Giunto al traguardo del quarto disco in sei anni (un Ep e tre albums), il cantautore
di Cecina amplia ulteriormente il suo orizzonte musicale con un progetto, nuovamente
finanziato con successo su Musicraiser, che esprime la maturazione del compositore
e dell'interprete. Cesare Carugi è un vero appassionato di musica, come
autore e come organizzatore di concerti con il Roots Music Club (tra i colpi di
quest'anno ricordiamo Jesse Malin e il tour della prossima estate di The White
Buffalo) ed è riuscito a ritagliarsi uno spazio significativo nel panorama del
roots rock italiano, genere in continua progressione, pur restando inevitabilmente
racchiuso in una nicchia che è difficile ampliare, nonostante i meriti degli artisti.

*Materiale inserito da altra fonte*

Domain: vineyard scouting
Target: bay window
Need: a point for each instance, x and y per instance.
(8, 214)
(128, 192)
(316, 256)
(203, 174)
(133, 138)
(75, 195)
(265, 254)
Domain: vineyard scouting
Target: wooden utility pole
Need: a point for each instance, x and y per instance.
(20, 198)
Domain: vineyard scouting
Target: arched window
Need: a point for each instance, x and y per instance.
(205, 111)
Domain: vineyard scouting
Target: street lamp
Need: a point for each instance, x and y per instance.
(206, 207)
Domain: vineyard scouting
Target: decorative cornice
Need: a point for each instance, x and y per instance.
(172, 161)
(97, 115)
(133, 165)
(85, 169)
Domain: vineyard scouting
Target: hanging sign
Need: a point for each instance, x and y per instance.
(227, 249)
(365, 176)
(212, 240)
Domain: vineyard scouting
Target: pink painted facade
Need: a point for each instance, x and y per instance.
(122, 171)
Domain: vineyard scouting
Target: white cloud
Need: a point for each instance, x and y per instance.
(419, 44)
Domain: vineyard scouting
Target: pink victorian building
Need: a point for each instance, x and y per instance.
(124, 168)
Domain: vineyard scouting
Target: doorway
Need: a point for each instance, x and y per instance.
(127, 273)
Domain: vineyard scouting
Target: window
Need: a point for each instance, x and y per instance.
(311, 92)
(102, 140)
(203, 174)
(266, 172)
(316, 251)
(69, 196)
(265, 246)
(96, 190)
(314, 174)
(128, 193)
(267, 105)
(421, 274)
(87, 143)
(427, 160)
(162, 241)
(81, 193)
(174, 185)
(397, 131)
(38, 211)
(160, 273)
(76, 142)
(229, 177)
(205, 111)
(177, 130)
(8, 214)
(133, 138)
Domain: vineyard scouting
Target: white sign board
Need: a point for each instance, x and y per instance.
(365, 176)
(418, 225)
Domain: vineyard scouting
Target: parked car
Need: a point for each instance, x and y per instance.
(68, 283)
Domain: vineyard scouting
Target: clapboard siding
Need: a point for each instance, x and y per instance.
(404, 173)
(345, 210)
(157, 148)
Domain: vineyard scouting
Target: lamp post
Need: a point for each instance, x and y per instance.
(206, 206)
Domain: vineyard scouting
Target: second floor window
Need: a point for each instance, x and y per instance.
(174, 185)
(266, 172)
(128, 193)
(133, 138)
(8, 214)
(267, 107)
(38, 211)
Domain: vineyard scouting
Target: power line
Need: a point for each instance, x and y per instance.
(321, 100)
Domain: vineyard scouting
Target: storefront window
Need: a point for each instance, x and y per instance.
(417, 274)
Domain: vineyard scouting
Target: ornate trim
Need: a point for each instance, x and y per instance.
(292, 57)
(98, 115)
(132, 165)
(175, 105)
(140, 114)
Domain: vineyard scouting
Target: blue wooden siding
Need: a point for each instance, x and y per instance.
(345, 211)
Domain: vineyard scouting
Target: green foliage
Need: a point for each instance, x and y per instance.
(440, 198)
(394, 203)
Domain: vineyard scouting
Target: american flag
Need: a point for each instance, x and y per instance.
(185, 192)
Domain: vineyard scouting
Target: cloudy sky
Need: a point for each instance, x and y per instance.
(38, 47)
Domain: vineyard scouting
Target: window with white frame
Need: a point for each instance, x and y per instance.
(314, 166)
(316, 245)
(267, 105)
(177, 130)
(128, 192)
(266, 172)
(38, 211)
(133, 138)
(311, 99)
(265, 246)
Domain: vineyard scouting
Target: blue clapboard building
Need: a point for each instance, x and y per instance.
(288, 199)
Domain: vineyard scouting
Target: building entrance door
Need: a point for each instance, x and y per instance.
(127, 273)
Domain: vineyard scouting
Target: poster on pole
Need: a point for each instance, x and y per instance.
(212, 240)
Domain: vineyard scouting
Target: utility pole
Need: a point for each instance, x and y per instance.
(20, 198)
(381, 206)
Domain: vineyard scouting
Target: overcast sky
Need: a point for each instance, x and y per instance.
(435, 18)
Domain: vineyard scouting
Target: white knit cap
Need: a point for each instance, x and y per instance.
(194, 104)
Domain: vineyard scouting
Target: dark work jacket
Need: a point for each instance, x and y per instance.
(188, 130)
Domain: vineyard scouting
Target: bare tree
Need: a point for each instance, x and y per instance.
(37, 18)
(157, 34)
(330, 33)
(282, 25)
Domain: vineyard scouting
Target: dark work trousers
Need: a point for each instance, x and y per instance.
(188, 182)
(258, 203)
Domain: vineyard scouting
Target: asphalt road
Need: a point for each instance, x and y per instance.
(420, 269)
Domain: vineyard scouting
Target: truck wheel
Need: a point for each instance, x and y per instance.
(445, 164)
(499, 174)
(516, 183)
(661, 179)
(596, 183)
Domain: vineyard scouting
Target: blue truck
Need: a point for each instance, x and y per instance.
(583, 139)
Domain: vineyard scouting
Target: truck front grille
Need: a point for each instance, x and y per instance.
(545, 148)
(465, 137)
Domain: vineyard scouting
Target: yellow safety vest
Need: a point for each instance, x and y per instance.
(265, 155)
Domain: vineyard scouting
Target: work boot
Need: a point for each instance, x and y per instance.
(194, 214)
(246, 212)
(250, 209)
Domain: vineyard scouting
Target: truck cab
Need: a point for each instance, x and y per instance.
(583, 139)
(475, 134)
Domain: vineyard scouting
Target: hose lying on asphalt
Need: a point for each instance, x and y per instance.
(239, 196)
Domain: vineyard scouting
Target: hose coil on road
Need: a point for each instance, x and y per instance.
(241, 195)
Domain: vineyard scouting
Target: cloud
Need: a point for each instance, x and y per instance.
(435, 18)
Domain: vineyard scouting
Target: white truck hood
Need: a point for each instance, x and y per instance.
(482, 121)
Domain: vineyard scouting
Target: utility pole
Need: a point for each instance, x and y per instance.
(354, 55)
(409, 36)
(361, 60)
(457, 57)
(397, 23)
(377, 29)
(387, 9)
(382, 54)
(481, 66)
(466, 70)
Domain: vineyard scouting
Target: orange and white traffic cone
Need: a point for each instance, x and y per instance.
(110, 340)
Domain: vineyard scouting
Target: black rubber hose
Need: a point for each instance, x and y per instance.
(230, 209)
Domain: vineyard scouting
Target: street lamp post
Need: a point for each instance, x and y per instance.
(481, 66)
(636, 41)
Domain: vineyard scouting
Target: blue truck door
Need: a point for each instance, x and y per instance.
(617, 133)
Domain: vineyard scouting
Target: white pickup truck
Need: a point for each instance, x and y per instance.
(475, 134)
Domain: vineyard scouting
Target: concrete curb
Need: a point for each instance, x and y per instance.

Il titolo Crooner Freak vuole evidenziare i due volti della
musica di Carugi: il lato elegante del crooner e il lato minaccioso e stravagante
del freak. Effettivamente è il disco più vario della sua produzione, alternando
tracce di ispirazione roots americana a momenti più rock e a contaminazioni pop
e West Coast, con un uso della voce a tratti sorprendente. Registrato come sempre
a Cecina, con collaboratori di lunga data come il prezioso chitarrista Leonardo
Ceccanti, il bassista Matteo Barsacchi e il batterista Matteo D'Ignazi, con i
testi in inglese confrontati insieme alla cantatutrice Vanessa Peters, Crooner
Freak ha una partenza sparata con il rock tagliente di The
Long Black Wall. Ma non lasciatevi ingannare, l'atmosfera si
rilassa subito con Waterfall, ballata melodica molto curata anche nelle
parti vocali, cambiando un'altra volta con la traccia che mi ha colpito maggiormente,
John Butler Train, incisiva ballata di ispirazione
western nella quale spiccano il mandolino di Tim Easton, la fisarmonica di Riccardo
Maccabruni e il contrabbasso di Joe Barreca (Mandolin' Brothers). E tanto per
proseguire con i cambi di ritmo Face In The Crowd ha un passo cadenzato
tra Clash e Willie Nile, mentre Beautiful When You Cry
è una pregevole ballata intimista arricchita dalla pedal steel di Paolo Ercoli.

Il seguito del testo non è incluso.